Claim #2 really requires a better discussion of subsidiarity, which I have undertaken previously, as has Meg Clark. In short, Douthat is not wrong to talk about the importance of the local, but he leaves out the need to identify proper scale. For example, one could argue that the problems accompanying the rollout of the Affordable Care Act are the result of too much subsidiarity, not too little. The system is a complicated mess; Medicare for all would be much simpler. The point is to figure out a proper scaling for addressing particular problems, rather than always assume smaller is better.
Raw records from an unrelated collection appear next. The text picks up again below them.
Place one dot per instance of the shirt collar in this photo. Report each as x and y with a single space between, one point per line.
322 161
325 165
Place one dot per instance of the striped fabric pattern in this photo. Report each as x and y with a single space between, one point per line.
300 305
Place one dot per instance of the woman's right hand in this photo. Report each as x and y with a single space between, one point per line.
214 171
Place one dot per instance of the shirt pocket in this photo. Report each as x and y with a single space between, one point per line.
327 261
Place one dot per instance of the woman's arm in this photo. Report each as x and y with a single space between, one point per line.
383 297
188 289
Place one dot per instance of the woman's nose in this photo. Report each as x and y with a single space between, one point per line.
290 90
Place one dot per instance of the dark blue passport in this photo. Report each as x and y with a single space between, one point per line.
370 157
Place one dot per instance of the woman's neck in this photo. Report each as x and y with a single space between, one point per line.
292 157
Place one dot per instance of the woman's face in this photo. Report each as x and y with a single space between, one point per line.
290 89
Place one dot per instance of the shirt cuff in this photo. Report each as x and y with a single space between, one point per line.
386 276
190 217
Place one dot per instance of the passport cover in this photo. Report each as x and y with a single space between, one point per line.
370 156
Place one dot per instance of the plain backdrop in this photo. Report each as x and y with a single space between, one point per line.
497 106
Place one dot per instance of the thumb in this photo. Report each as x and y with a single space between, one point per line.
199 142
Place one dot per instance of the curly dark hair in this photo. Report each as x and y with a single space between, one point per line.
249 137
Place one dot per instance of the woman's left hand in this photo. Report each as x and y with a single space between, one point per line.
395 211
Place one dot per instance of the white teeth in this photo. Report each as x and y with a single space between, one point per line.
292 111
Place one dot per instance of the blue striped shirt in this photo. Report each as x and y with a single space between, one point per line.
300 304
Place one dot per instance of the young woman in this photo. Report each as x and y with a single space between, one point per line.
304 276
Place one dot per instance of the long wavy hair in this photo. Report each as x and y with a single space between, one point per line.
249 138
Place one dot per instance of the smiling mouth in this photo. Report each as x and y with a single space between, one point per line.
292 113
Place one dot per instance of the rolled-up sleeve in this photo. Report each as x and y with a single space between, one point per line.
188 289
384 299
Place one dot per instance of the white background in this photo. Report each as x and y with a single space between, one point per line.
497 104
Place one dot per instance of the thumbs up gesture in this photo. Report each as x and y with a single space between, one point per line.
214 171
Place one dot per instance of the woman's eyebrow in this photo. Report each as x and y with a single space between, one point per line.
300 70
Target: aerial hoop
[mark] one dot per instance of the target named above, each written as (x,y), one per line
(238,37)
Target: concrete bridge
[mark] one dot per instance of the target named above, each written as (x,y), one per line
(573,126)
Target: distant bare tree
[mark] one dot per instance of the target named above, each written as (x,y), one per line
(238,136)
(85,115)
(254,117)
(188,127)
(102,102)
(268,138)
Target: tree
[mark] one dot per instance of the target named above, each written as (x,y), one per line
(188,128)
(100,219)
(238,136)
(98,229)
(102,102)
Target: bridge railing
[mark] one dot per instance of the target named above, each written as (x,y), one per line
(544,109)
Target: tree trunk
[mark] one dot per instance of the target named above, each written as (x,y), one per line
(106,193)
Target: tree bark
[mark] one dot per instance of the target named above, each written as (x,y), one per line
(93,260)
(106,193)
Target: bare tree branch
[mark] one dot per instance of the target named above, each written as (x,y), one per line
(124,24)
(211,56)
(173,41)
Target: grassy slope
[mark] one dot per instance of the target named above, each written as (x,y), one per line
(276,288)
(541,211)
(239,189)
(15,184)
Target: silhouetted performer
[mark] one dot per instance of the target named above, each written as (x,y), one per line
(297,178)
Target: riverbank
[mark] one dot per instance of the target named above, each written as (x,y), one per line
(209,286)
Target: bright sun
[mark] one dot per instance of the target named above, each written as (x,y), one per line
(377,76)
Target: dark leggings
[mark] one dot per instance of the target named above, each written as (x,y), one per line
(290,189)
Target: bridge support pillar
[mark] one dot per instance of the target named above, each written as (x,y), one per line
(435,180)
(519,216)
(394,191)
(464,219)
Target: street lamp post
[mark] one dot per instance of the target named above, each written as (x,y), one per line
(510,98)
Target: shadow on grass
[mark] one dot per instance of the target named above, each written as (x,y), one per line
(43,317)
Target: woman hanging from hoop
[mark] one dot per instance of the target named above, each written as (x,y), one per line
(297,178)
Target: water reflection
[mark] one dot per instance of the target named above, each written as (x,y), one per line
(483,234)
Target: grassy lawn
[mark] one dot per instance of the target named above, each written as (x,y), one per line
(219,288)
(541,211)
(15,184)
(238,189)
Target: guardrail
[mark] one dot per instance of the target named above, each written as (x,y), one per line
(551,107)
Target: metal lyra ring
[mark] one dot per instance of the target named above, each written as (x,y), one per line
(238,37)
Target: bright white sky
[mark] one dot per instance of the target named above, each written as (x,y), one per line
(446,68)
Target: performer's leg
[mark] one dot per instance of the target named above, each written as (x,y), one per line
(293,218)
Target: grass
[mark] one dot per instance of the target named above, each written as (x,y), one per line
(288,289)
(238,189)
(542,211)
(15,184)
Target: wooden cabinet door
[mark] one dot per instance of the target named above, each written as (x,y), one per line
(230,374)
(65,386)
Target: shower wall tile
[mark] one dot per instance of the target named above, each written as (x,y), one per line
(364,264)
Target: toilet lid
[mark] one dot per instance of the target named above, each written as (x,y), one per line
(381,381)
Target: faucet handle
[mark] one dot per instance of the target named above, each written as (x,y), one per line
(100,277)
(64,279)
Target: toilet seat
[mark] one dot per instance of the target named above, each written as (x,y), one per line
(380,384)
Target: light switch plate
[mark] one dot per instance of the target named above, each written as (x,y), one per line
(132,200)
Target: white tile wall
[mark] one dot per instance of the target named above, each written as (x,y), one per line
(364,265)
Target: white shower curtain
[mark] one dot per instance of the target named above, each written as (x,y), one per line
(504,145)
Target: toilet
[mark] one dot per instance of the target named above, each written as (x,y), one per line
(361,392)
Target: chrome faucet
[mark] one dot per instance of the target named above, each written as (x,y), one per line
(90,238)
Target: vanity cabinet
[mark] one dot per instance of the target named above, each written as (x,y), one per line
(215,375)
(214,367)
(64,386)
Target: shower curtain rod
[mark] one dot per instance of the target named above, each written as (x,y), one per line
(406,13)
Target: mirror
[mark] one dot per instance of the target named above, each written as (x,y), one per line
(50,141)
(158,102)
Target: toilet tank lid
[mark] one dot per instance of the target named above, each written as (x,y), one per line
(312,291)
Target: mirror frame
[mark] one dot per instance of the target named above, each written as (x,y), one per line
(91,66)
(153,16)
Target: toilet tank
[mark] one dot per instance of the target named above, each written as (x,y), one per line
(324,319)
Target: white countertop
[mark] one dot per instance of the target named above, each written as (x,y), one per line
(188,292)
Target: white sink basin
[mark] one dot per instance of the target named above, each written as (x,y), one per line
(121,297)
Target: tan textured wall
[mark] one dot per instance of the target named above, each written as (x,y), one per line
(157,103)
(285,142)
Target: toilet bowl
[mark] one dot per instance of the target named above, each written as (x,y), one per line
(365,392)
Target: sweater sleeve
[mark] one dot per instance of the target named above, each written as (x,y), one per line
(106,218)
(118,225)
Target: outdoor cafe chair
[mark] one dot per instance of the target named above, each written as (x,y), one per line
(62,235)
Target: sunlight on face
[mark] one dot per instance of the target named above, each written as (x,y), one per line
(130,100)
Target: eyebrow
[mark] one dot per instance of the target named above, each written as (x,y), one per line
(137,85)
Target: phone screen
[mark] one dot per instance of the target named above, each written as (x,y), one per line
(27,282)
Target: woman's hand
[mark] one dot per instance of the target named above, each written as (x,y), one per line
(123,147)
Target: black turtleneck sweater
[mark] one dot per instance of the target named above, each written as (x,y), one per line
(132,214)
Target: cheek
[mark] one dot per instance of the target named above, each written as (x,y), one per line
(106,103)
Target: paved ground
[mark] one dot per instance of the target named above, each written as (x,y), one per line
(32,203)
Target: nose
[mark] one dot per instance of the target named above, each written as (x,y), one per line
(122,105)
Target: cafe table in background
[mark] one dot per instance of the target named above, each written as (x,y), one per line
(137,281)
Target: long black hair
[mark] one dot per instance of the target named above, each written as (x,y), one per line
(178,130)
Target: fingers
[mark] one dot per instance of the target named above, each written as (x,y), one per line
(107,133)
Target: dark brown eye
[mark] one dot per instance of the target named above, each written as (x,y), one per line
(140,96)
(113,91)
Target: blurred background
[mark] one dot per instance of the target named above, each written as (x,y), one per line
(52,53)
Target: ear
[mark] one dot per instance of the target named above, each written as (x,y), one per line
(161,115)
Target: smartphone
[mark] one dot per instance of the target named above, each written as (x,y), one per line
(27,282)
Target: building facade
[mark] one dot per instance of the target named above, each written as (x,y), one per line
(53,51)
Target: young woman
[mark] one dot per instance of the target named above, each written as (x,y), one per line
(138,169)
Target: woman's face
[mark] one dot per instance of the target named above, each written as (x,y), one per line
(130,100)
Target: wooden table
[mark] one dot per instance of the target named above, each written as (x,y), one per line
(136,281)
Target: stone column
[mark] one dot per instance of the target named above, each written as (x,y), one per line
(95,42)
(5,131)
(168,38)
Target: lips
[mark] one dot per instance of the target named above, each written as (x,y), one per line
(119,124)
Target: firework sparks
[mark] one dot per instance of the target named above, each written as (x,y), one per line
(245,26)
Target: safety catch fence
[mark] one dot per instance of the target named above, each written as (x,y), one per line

Claim #3 is, I think, the most complex one. It cannot be denied that, in general, “liberal” solutions to economic problems tend to assume that the US should “work more like Europe.” I think the correlations Douthat is describing are extremely difficult to map in any direct way, but in general he is expressing a concern that extensive state welfare systems “crowd out” other communal groups that provide comparable economic services – specifically, family, neighborhood volunteer groups, and church. In general, as I have been deeply influenced by David McCarthy’s and Julie Hanlon Rubio’s work on family life, I would tend to agree that when you remove real economic responsibilities from families, the outcome is not good for families, despite the good intention to protect families (and especially children) from harmful economic outcomes. On the other hand, using US states as an example, there does not seem to be a correlation among states that are “high-service” and the erosion of social capital – indeed, some of the worst social capital scores are in Southern low-service, low-tax states, as well as some of the worst family outcomes, whereas among the highest states (New England and the upper Midwest) progressive government policies and social capital seem to be mutually enhancing. Or maybe it is the winters! Again, causation here is complex – Catholics probably need to do a better job on both sides of the economic spectrum in understanding how and why “intermediate organizations” flourish or fail.
In all these areas, Catholic Democrats and Republicans could actually engage in constructive conversations about fidelity to Pope Francis’ teachings… and perhaps could even move their political parties away from the default extremes.